En cette période électorale où l’on célèbre la figure de l’homme abstrait — un idiot sans singularité —, diluant tous les conflits sociaux dans notre belle « démocrasserie » représentative inféodée aux affairistes, nous accédons au paradis politique de la bourgeoisie et à ses vastes pâturages illusoires — opium d’un peuple de brebis galeuses — le temps de barbouiller une petite croix dans un carré prévu à cet effet. Quelle jouissance ! À chaque élection, on nous fait croire que tout le monde est fin, que tout le monde est gentil et que tout s'améliorera. En réalité, après le party, les hostilités recommenceront. Alors, pourquoi voter ? Pour réduire les inégalités et s’enrichir collectivement ? Est-ce possible avec les partis politiques actuels ?
Au Canada, le taux d’impôt fédéral sur le revenu des sociétés est de 15 % contre 33 % aux États-Unis. Le taux d’impôt fédéral le plus élevé des riches individus est de 39,5 % aux States contre 24 % dans « le plus meilleur pays au monde » (chiffres de 2013). Or on apprenait dernièrement que Thomas Mulcair, le chef du NPD qui promettait de réduire les inégalités sociales en imposant davantage les sociétés s’était rétracté. (Le Nouvelliste, le lundi 24 août 2015, p. 24) Mulcair se contenterait plutôt d’un maigre 17,5 % comme Stephen Harper. Selon Huffington Post Canada, le Fonds Monétaire International propose des politiques d’imposition plus progressives que ce que soutient le Parti « de gauche » canadien.
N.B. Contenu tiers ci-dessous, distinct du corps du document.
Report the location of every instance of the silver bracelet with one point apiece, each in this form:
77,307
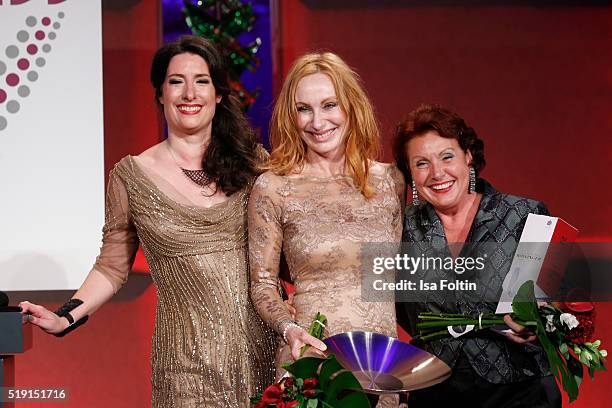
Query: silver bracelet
289,324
Tandis que plusieurs États dans le monde sont actionnaires majoritaires dans de grandes entreprises et exigent des golden shares, leur conférant un droit de véto sur toutes les décisions importantes dans les compagnies qu’ils dirigent, Martin Coiteux, le président du Conseil du trésor revient à la charge avec la privatisation de la SAQ. (Le Nouvelliste, le mardi 1er septembre 2015, p. 17) Il menace de privatiser et souhaite réduire les dépenses de la société d’État. Qu’est-ce qui est le plus couteux ? Subventionner une entreprise privée qui rapporte peu à l’État ou ne pas subventionner une société d’État qui rapporte gros ? Comme tous les « faiseux » de ce monde, Coiteux a la prétention de savoir compter, pour et sur ses amis, s’entend.
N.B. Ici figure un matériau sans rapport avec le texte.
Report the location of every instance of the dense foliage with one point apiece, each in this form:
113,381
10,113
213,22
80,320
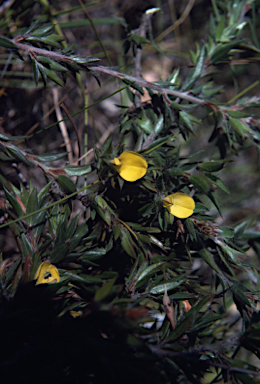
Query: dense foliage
137,285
Pendant que les sociétés ne déclarent jamais leurs revenus réels, seulement leurs revenus fiscaux, les salariés, eux, se font flouer. Ils sont imposés à la source sur leur maigre salaire, tandis que les PDG d’entreprises se paient en stock-options leur permettant légalement d’être imposés sur la moitié de la valeur de leurs actions. Les dirigeants des sociétés disposent aussi d’une personnalité juridique distincte de leurs entreprises, ce qui les protège des saisies possibles. Nos B.S. corporatifs ne paient ni TPS ni TVQ. Leurs factures d’électricité sont aussi déductibles d’impôt. Ils bénéficient donc d’allègements et d’évitements fiscaux substantiels. À titre d’exemple, ils peuvent amortir le coût de la construction d’un immeuble sur une période de dix ans. S’enrichissant sur notre dos, ils investissent dans les REER, REEE, CELI, les paradis fiscaux et contrairement aux riches Américains, ils n’ont pas à payer d’impôts successoraux.
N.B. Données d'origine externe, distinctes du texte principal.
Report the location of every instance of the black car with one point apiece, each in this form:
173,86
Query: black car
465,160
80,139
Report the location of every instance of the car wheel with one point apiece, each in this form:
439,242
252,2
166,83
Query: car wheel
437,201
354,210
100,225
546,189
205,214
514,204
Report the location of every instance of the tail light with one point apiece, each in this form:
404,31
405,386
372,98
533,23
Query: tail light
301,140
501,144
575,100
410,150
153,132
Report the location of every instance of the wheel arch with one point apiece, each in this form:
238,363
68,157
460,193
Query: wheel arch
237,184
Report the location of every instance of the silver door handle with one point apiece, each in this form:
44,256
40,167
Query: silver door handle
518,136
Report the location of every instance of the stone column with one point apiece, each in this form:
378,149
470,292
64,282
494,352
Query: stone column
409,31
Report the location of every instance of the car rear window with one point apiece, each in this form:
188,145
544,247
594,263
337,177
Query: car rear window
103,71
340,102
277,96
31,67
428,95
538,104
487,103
Au pays, les prix de l’ensemble des produits et services sont 20 % plus élevés qu’aux States. Pourtant, selon KPMG, le Canada arrive au deuxième rang mondial en ce qui a trait à la fiscalité des entreprises. Nos entreprises canadiennes sont moins taxées qu’en Chine, qu’au Mexique et qu’en Russie. Retenez ceci, dit Léo-Paul Lauzon : « hausser les impôts des nantis, c’est idéologique ; les baisser, c’est pragmatique. Privatiser, c’est réaliste ; mais nationaliser, c’est dogmatique. » (Lauzon, Contes et comptes du Prof Lauzon V) Le plan de match de nos « faiseux » est limpide : moins d’impôts pour les riches, moins de syndicats et de services publics, afin de subventionner nos B.S. corporatifs et de leur offrir plus de cadeaux. Nos B.S. corporatifs sont en PPP avec l’État. À l’opposé, l’État exige du simple contribuable qu’il devienne un utilisateur-payeur.